Before I had a chance to react to what would have been a slight surprising prudishness in Eileen, she said, “That’s right, sweetie. At least you didn’t say ‘shit.’ ” And all of a sudden my surprise shifted to this almost tender private joke between them. I was glad for that, but it did take me by surprise.

Frank came down the steps and I looked to Vinh. He was sitting on a pile of stones in the shade and he was watching the sea, I thought to go sit beside him, but Frank passed Eileen by—I was surprised again, expecting the little thing that had happened between them to surely end in an embrace of some sort, or at least a touch, a glancing kiss, something. Frank went past her with his attention already on my husband, and before I could act, it was Frank sitting next to him.

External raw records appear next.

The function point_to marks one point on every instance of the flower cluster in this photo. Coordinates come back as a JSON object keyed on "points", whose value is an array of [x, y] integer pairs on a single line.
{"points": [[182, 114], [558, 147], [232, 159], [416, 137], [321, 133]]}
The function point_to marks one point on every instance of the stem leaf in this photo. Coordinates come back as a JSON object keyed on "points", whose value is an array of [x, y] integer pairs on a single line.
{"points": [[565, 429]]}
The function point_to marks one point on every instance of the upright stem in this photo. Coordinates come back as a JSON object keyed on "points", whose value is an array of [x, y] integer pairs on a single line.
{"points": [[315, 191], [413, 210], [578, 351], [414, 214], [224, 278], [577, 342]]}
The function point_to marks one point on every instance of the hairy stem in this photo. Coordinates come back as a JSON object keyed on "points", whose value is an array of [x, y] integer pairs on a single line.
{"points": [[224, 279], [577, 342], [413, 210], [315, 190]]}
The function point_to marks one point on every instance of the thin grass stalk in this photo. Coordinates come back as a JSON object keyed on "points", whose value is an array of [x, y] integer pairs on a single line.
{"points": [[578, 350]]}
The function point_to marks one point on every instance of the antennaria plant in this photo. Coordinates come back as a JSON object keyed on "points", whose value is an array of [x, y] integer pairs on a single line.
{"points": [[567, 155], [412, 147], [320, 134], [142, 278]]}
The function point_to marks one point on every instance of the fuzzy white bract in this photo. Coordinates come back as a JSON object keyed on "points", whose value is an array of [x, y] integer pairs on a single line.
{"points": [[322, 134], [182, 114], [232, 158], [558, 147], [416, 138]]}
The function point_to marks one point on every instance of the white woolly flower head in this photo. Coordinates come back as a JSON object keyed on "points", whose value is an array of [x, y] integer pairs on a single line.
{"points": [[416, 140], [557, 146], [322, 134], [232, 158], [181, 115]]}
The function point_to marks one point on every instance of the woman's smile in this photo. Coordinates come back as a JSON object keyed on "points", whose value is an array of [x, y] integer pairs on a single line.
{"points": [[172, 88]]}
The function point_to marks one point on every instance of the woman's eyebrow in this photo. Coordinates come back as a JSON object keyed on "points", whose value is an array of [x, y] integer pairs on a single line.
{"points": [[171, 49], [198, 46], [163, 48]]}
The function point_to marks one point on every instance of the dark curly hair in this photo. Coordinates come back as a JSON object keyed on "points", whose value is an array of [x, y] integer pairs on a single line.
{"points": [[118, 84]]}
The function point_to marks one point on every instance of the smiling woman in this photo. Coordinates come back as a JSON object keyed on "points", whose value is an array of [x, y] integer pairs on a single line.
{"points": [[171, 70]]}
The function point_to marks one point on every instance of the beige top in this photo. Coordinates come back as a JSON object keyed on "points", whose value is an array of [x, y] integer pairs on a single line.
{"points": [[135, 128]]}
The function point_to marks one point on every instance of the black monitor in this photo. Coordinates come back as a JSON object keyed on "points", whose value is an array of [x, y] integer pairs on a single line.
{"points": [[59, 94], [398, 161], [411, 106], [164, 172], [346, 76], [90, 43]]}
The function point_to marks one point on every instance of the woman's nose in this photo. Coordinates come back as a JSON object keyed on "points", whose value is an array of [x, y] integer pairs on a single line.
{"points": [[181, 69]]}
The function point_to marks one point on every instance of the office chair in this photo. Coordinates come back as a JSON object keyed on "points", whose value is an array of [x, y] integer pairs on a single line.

This was still all right by me. I wanted to just get close and stay quiet and hope that they would eventually get back in their private mood with each other.

There were more stones piled nearby and I sat down and Eileen came and sat next to me and I was afraid she’d start talking, but she didn’t. We all looked out to sea, looked at the big rocks hulking out there and the jagged line of mountains far across at the other side of the bay. Finally Frank said, “This isn’t so bad. I figured there’d be people all over us out here selling Liz and Dick stuff.”

“Don’t you believe in free enterprise?” Vinh said, and I listened for the sound of combat in his voice again. But it wasn’t there, exactly. I knew he didn’t like all the swarm of vendors either, in spite of his being a businessman. He had too strong a sense of decorum.